# Gold Layer
The gold layer is the final layer in the data pipeline, where the refined and transformed data resides for business intelligence and analytics purposes.
1. The code creates a Delta table called `dim1` by reading the streaming data from the `dim1_cleansed` table. It adds an identity column for surrogate key and defines the table properties, schema, and other configurations.
2. Similarly, the code creates another Delta table called `dim2` by reading the streaming data from the `dim2_cleansed` table. It also adds an identity column for surrogate key and specifies the table properties, schema, and configurations.
3. The code then creates a fact table by joining the `fact_cleansed` table with the `dim1` and `dim2` tables. It performs inner joins on the `key_column` between the streams and selects specific columns from each table. It also computes a new column using expressions and transformations.
4. The resulting joined data is selected and transformed, and the fact table is created with the specified table properties, comment, and configurations.

Overall, the code creates dimension tables (`dim1` and `dim2`) and a fact table by joining the dimensions with the streaming data from `fact_cleansed`. The resulting tables are stored as Delta tables with the specified properties and configurations.

In [None]:
schema={gold_layer_schema}, # specifies the schema of the table

# read data from streaming source dim1_cleansed
dim1 = spark.readStream.format("delta")\
  .option("maxFilesPerTrigger",5)\ # maxFilesPerTrigger specifies the maximum number of new files to be considered in every trigger,default value is 1000
  .option("ignoreChanges","true")\
  .load("{Delta table path for dim1_cleansed}")

# read data from streaming source dim2_cleansed
dim2 = spark.readStream.format("delta")\
  .option("maxFilesPerTrigger",5)\ # maxFilesPerTrigger specifies the maximum number of new files to be considered in every trigger,default value is 1000
  .option("ignoreChanges","true")\
  .load("{Delta table path for dim2_cleansed}")

# read data from streaming source fact_cleansed
fact_cleansed = spark.readStream.format("delta")\
  .option("maxFilesPerTrigger",5)\ # maxFilesPerTrigger specifies the maximum number of new files to be considered in every trigger,default value is 1000
  .option("ignoreChanges","true")\
  .load("{Delta table path for fact_cleansed}")

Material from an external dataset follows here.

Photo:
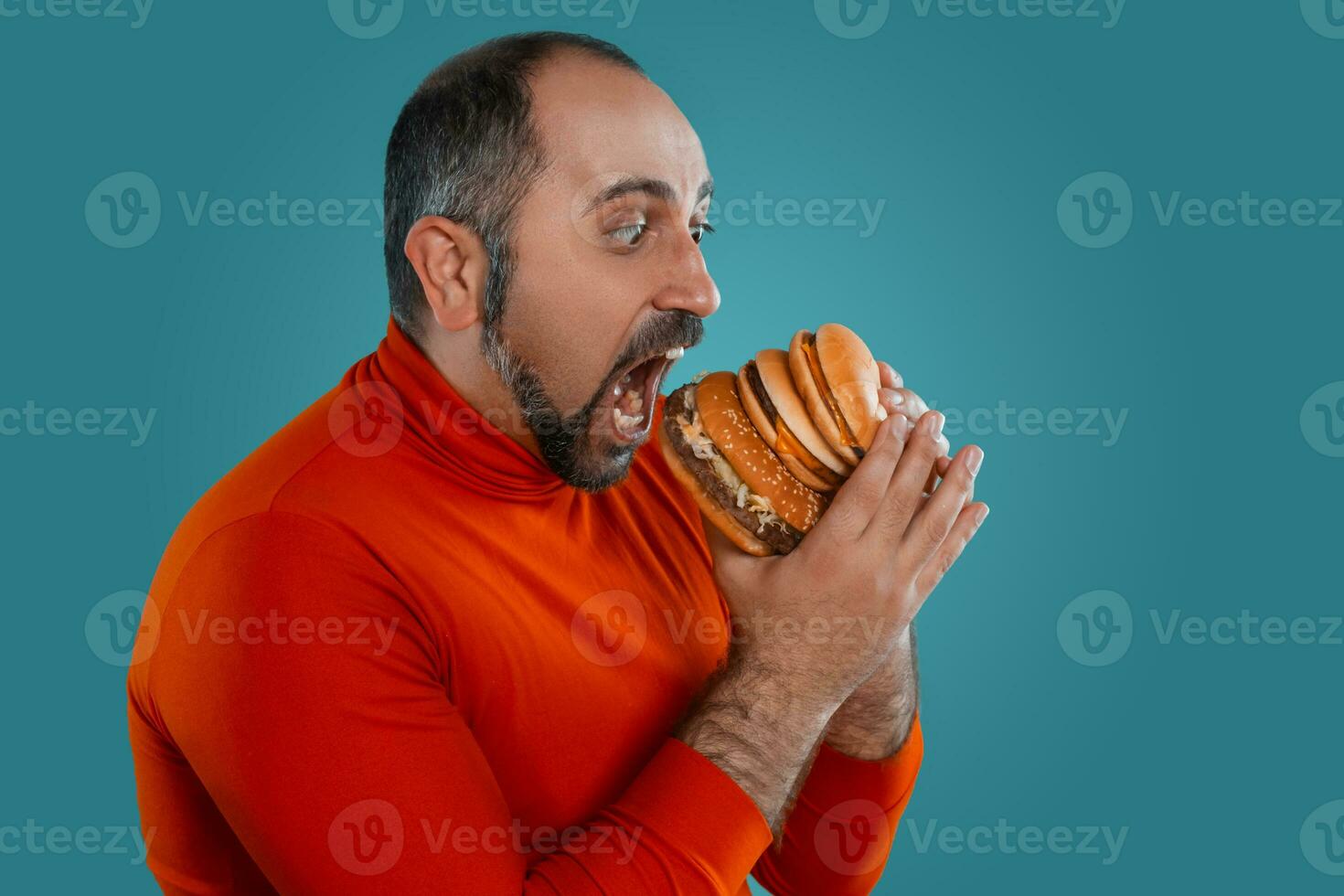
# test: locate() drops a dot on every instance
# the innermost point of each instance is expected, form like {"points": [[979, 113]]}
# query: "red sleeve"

########Creating fact_data frame after the joins and transforamtion##########

fact_df = fact_cleansed.join(dim1, fact_cleansed.key_column==dim1.key_column,"inner")
                       .join(dim2, fact_cleansed.key_column==dim2.key_column,"inner") 
           # computes a new column using the select() function and various transformations such as col(), alias(), and expr().
        .select(
            "fact_cleansed.column1",
            "dim1.column2",
            "dim2.column3",
            col("fact_cleansed.old_column_name").cast("date").alias("new_column_name"),
            "fact_cleansed.column4",
            "fact_cleansed.column5",
            expr("fact_cleansed.column4 * fact_cleansed.column5").alias("new_column_name"),
        )
    
# Write into delta table (/data/delta/fact) ,creating a silver delta table from fact_df DataFrame
fact_df.writeStream.format("delta") \
   .outputMode("append") \
   .option("mergeSchema", "true") \
   .trigger("processing=30 seconds") \
   .option("checkpointLocation", "</data/delta/fact_checkpoint_path>") \ ##A checkpoint directory/location is required to track the streaming updates. If not specified , a default checkpoint directory is created at /local_disk0/tmp/.
   .table("fact")

###########End of File ##################